Reranking Retrieved Results¶
Vector similarity retrieves candidates fast, but it's not a precision tool. The right chunk is often in your top-100 results but not your top-8.
Reranking fixes this by applying a stronger model after the fast ANN search.
Bi-encoder vs cross-encoder¶
| Bi-encoder (dense retrieval) | Cross-encoder (reranker) | |
|---|---|---|
| How it works | Encodes query and document separately, compares vectors | Encodes query + document together, outputs a relevance score |
| Speed | Fast — precompute doc embeddings | Slow — must run on each (query, doc) pair at query time |
| Accuracy | Good recall, imprecise ranking | High precision |
| Use for | Initial fetch (top 100) | Final ranking (top 8) |
The two-stage pattern gets you both: fast recall + precise ranking.
Install¶
uv pip install cohere
uv pip install sentence-transformers
Two-stage retrieval: fetch 100, rerank to 8¶
from rag.retrieve import retrieve # your existing retrieve() returning list[dict]
def retrieve_and_rerank(query: str, *, fetch_k: int = 100, top_k: int = 8) -> list[dict]:
# Stage 1: fast ANN retrieval
candidates = retrieve(query, k=fetch_k)
if not candidates:
return []
# Stage 2: rerank (see implementations below)
return rerank(query, candidates, top_k=top_k)
Option A: Cohere Rerank API¶
import cohere
co = cohere.ClientV2()
def rerank(query: str, candidates: list[dict], *, top_k: int = 8) -> list[dict]:
"""Rerank candidates using Cohere's rerank endpoint."""
results = co.rerank(
model="rerank-v3.5",
query=query,
documents=[c["content"] for c in candidates],
top_n=top_k,
)
return [candidates[r.index] for r in results.results]
Cohere Rerank is fast (~200 ms for 100 docs) and requires no GPU.
Option B: Local cross-encoder¶
Use sentence-transformers to run reranking entirely on your own hardware:
from sentence_transformers import CrossEncoder
_model = CrossEncoder("cross-encoder/ms-marco-MiniLM-L-6-v2")
def rerank(query: str, candidates: list[dict], *, top_k: int = 8) -> list[dict]:
"""Rerank candidates using a local cross-encoder model."""
pairs = [(query, c["content"]) for c in candidates]

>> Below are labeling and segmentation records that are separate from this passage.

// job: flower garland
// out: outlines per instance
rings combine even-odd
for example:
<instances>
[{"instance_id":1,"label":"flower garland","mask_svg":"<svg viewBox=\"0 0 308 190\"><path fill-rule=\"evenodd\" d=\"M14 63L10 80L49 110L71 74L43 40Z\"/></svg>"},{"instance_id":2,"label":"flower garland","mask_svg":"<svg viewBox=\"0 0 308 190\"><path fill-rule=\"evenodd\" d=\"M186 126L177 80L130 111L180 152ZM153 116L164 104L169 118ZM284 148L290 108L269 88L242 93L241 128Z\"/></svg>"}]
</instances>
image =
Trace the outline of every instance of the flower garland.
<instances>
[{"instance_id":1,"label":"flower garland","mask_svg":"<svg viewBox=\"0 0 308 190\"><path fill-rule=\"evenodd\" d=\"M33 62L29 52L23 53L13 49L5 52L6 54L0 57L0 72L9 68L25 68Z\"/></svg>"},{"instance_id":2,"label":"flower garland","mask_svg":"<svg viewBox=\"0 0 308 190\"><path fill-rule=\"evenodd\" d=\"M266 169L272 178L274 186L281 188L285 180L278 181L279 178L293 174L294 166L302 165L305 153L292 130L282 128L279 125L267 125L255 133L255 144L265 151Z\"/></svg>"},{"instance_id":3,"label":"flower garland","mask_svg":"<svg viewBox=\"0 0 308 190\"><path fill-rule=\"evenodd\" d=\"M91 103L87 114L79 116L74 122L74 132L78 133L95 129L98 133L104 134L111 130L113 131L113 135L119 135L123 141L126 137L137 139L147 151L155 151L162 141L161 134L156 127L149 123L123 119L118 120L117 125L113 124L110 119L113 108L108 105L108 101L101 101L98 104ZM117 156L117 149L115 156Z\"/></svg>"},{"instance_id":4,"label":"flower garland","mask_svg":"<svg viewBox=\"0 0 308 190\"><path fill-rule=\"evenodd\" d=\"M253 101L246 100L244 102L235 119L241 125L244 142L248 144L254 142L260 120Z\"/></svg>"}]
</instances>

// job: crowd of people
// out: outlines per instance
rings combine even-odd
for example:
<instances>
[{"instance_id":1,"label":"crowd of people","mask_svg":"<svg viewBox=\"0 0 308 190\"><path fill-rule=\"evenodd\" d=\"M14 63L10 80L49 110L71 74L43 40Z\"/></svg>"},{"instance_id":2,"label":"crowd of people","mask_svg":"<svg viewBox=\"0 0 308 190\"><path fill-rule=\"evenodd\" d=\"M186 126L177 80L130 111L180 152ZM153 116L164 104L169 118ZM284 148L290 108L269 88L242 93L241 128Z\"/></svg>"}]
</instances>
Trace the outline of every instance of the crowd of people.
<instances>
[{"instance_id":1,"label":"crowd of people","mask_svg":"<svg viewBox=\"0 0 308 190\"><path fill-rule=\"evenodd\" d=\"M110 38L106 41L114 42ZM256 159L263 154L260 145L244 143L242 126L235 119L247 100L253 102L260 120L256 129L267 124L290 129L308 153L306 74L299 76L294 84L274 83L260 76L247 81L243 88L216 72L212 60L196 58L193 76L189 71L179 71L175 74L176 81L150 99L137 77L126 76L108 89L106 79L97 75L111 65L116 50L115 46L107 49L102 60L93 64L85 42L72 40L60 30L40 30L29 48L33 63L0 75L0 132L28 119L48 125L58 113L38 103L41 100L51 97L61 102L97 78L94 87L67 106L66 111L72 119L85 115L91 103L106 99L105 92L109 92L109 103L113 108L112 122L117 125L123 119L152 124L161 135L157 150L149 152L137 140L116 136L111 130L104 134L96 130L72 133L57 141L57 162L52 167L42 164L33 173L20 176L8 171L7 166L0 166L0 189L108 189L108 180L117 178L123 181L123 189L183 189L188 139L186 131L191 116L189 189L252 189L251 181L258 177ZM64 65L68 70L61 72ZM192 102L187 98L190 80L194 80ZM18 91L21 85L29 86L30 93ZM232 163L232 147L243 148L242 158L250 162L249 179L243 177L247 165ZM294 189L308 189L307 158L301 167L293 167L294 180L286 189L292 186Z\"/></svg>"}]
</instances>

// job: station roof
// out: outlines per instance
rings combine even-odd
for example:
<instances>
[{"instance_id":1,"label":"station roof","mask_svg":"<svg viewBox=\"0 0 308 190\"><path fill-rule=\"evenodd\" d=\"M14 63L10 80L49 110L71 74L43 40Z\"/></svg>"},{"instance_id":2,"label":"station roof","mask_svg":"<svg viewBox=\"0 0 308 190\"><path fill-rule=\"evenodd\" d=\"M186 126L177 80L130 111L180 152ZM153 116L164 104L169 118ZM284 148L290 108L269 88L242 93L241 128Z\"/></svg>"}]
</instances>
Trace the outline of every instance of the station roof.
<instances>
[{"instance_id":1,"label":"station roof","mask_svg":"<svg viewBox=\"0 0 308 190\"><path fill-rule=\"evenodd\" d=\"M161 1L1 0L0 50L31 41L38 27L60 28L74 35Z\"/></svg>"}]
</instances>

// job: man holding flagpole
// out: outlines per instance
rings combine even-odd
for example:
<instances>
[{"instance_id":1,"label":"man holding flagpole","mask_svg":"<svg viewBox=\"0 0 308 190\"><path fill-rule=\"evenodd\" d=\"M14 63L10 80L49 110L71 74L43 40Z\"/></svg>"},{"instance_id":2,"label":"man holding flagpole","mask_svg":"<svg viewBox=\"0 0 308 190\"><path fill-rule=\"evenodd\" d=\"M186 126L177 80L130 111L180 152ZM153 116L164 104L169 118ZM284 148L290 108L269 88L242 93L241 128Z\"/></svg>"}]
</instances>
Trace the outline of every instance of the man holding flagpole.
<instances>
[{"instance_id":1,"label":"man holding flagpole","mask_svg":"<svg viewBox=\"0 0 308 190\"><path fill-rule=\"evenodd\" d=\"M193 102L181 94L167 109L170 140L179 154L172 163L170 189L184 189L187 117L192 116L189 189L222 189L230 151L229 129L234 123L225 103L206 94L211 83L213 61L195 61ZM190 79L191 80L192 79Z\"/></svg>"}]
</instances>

scores = _model.predict(pairs)
scored = sorted(zip(scores, candidates), reverse=True, key=lambda x: x[0])
return [c for _, c in scored[:top_k]]
cross-encoder/ms-marco-MiniLM-L-6-v2 is a fast, small model (~80 ms/100 docs on CPU). For higher accuracy, use cross-encoder/ms-marco-MiniLM-L-12-v2.
Plug reranking into your existing pipeline¶
If your existing retrieve() function looks like this:
def retrieve(query: str, k: int = 8) -> list[dict]:
embedding = embed_texts([query])[0]
rows = conn.execute(
"SELECT id, content, source FROM chunks "
"ORDER BY embedding <=> %s::vector LIMIT %s",
(embedding, k),
).fetchall()
return [{"id": r[0], "content": r[1], "source": r[2]} for r in rows]
Slot in reranking by changing the call site — no change to retrieve() itself:
# Before
chunks = retrieve(query, k=8)
# After (with reranking)
chunks = retrieve_and_rerank(query, fetch_k=100, top_k=8)
When reranking helps vs hurts¶
| Scenario | Reranking verdict |
|---|---|
| Corpus is large (>50k chunks) | Helps — many near-miss results |
| Content is repetitive / similar phrasing | Helps — cross-encoder sees query+doc together |
| Latency budget < 100 ms | Hurts — adds 100–500 ms; skip or cache |
| Small corpus (<5k chunks) | Neutral — dense retrieval already precise |
| Streaming user-facing API | Consider async — run retrieval and reranking in background |
Typical added latency:
| Model | Latency (100 docs) | Hardware |
|---|---|---|
| Cohere Rerank API | ~150–300 ms | Cloud |
ms-marco-MiniLM-L-6-v2 |
~60–120 ms | CPU |
ms-marco-MiniLM-L-12-v2 |
~120–250 ms | CPU |
ms-marco-MiniLM-L-6-v2 |
~10–20 ms | GPU (T4) |
Measure the impact¶
Use the eval harness from Evaluating RAG to compare:
# eval_compare.py
from eval import load_jsonl, recall_at_k, save_results
from rag.retrieve import retrieve
from rag.rerank import retrieve_and_rerank
qs = load_jsonl("tests/fixtures/questions.jsonl")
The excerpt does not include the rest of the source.